Segment loads billions of rows of arbitrary events into our customers’ data warehouses every single day. How do we test a change that can corrupt only one field in millions, across thousands of warehouses? How can we verify the output when we don’t even control the input?
We recently migrated all our customers to a new data pipeline without any major customer impact. Through this process we had to solidify our testing story, to the point where we were able to compare billions of entries for row-per-row parity. In this post, I’d like to share a few of the techniques we used to make that process both fast and efficient.
Before going into our testing strategy, it’s worth understanding a little about the data we process. Segment has a single API for sending data that will be loaded into a customer’s data warehouse.
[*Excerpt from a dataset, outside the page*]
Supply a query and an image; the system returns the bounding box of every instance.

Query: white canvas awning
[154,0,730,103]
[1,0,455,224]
Each API call generates what we call an ‘event’. We transform these events into rows in a database.
Below, you can see an example of how an event from a website source gets transformed into a database row.
Note that the information in the event depends on the customer. We accept any number of properties and any type of value: number, string, timestamp, etc.
Our first iteration of the warehouse pipeline (v1) was just a scheduler and a task to process the data. This worked well until our customer base increased in both number and volume. At that point the simplicity caught up with us and we had to make a change.
We came up with a new architecture (v2) that gave us greater visibility into our pipeline and let us scale at more granular levels. Though this was the right way forward, it was a completely new pipeline, and we needed a migration plan.
Our goal was to switch customers to the new pipeline without them noticing. All data should be written to the database exactly the same way in the v1 pipeline as in the v2 pipeline. If we found a bug in how we processed data in v1, we kept that bug in v2. Customers expect to receive our data in a certain way and have built tooling around it. We can’t just change course and expect all our customers to change their tooling accordingly.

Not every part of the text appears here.